After some time passes
"Wow! This is awesome! Can you install it on my laptop?"
"Since you use AutoCAD and MS Office I'm afraid it would be too much of a hassle for you, but if you are willing to learn I can."
Never thought I'd have someone ask me to install linux because they find it more usable and attractive.
That's the problem I have. I used to primarily use Ubuntu, but as an aerospace engineering student I often need use Solidworks or other CAD applications. Linux/Mac? Out of luck. Maybe that'll change one day (Dassault have released their free 2D CAD application DraftSight on linux, and they develop Solidworks), but we're probably at least 5 years off a decent linux/mac CAD application for designers.
I couldn't have said it better myself. Hands-down, they're one of the most impressive organizations I've come across on the web both in the products they create and the contribution to society their creations address.
I think the screenshot should use a bit higher-contrast color scheme for the map. I was slouching in my chair a bit and couldn't really see what it was at first :)
The main MapBox site (http://mapbox.com/) is definitely worth checking out as well. They have a pretty cool iPad app and a nice ~6 minute video demoing everything (http://vimeo.com/20006926)
The Google Maps API lets you style maps too [1]. You can change colors and show/hide different map features. There's also a wizard [2] to make styling easier. You can get some very interesting effects [3].

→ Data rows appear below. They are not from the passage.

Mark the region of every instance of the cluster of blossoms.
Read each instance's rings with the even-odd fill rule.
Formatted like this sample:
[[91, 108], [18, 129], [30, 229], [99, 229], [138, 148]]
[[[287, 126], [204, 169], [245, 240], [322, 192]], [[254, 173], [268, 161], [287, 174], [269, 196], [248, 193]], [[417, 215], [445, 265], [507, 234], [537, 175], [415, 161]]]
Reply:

Really incredible work. Is there anything we can do to speed up exporting, short of manually parallelizing across multiple computers? Distributed export might be a nice feature.
When I first started using tilemill, I missed that you can create indexes for shapefiles. This turned a 12 hour render into a 15 minute render for my particular use case. The devseed guys show how to do it here : http://developmentseed.org/blog/2011/mar/29/speed-optimizati...

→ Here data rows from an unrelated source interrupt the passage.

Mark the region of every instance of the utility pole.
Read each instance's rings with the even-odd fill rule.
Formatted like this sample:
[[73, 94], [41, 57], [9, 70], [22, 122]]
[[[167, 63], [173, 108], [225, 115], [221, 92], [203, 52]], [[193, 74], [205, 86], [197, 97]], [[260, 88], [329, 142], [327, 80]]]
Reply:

I have started to play around with this foR custom OpenStreetMap rendering. Carto, the css format, seems a bit easier to play with than the raw mapnik xml.
For example, you can serve a dynamic map of Washington DC on a website using TileStream and TileMap, but if you wanted to also view Fairfax, VA or Baltimore, MD, you're out of luck unless the tileset includes those tiles. With Google Maps, you always have access to all the tiles.
That's not to say that TileMill isn't a great product. The choice to use CSS is brilliant. Plus they're based in Washington DC, where I'm currently living! Nice to see tech outside of the Bay Area, NYC and Boston.